Variational Autoencoders (VAE)
- A probabilistic generative model aims to learn a distribution p(x) over the (observable) data.
- Latent variable models use two simple distributions to express an unknown complex distribution.
- The (lower-dimensional) latent variable is assumed to conform to a standard Gaussian distribution.
- The likelihood of the observable data is a parametric Gaussian distribution (the decoder network).
- Once the parameters are known, a new sample of x can be generated through ancestral sampling.
- Even calculating the data log-likelihood of the parameters is intractable, let alone maximizing it for the training purpose.
- Instead, introduce the parametric evidence lower bound (ELBO) to approximate the data log-likelihood.
- To maximize the ELBO is equivalent to making a variational distribution q(z) approximate p(z|x).
- Typically, q(z) is a Gaussian distribution with parametric mean and variance that depend on x (the encoder network).
- The first term of the ELBO can be estimated via sampling.
- The second term, as the KL-divergence between two Gaussians, can be calculated in closed form.
- Thus, calculating the ELBO is tractable given the parameters.
- The VAE algorithm:
- Given an x, calculate the mean and variance of the variational distribution q(z).

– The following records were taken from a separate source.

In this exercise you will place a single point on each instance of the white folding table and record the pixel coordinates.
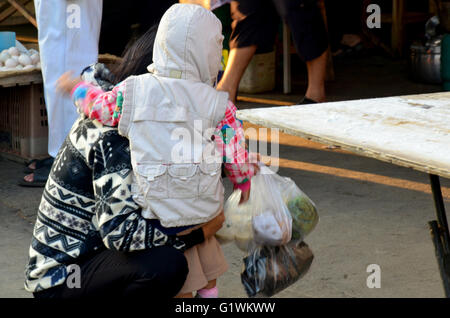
(411, 131)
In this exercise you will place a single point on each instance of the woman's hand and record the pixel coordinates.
(67, 82)
(254, 159)
(210, 228)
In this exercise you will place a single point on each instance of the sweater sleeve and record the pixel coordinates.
(119, 219)
(230, 140)
(97, 104)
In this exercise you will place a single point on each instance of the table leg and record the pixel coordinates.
(440, 234)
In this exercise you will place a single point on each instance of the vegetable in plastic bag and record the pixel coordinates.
(270, 269)
(302, 208)
(263, 220)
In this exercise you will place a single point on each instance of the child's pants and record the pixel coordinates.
(68, 41)
(206, 262)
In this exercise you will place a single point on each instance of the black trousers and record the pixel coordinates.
(156, 273)
(255, 22)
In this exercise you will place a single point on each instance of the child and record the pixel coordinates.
(178, 191)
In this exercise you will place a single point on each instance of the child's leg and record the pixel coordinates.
(209, 291)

- Given q(z), draw a sample of the latent variable z.
- Given the sample z, evaluate the parametric likelihood of x. - How to evaluate the gradient of the VAE despite the sampling step?
- The reparameterization trick rewrites a random variable as a deterministic function of some noise variable.
- The backpropagation algorithm only needs to pass through the non-stochastic branch. - To estimate the marginal distribution p(x), use the encoder to draw samples of z and do importance sampling.
Diffusion Models
- A diffusion model consists of a forward diffusion process (the encoder) and a reverse process (the decoder).
- The diffusion process blurs observed data in an autoregressive way.
- The latent variables are of the same dimension as the observable data.
- Unlike the parametric encoder in a VAE, it is fixed to a Markov chain, where each transition is a Gaussian distribution with fixed constant variances (a.k.a. the noise schedule).
- With sufficiently many steps, the marginal distribution of the final latent variable is considered as a standard Gaussian distribution.
- The reverse process is another Markov chain with learned Gaussian transitions starting from a standard normal prior at t=T.
- The true reverse process consists of complex multi-modal distributions that depend on p(x).
- But we approximate them as Gaussian distributions with parametric means and constant variances, provided that each step is small enough.
- As in the VAE, we can generate samples of the observable data through ancestral sampling.
- The forward process admits sampling the latent variable at an arbitrary time step t in closed form.
- This is known as the diffusion kernel, which is also Gaussian.
- The closed-form diffusion kernel leads to a closed-form forward process posterior, which is also Gaussian.
- As for the VAE, to maximize the data log-likelihood, we maximize the ELBO.
- The ELBO is separable for different steps of the reverse process, which enables doing gradient descent for different time steps separately.
- The loss term for each time step can be reparameterized as the squared difference between a standard Gaussian noise and the predicted noise.
- The noise predictor can be a neural network (e.g. U-Net) taking in a latent variable, a vector representing the time step, and (optionally) a time-invariant embedding for class information.
References:
- Simon J. D. Prince. Understanding Deep Learning. MIT Press, 2023.
- Jonathan Ho, Ajay Jain, and Pieter Abbeel. Denoising Diffusion Probabilistic Models. NeuralIPS, 2020.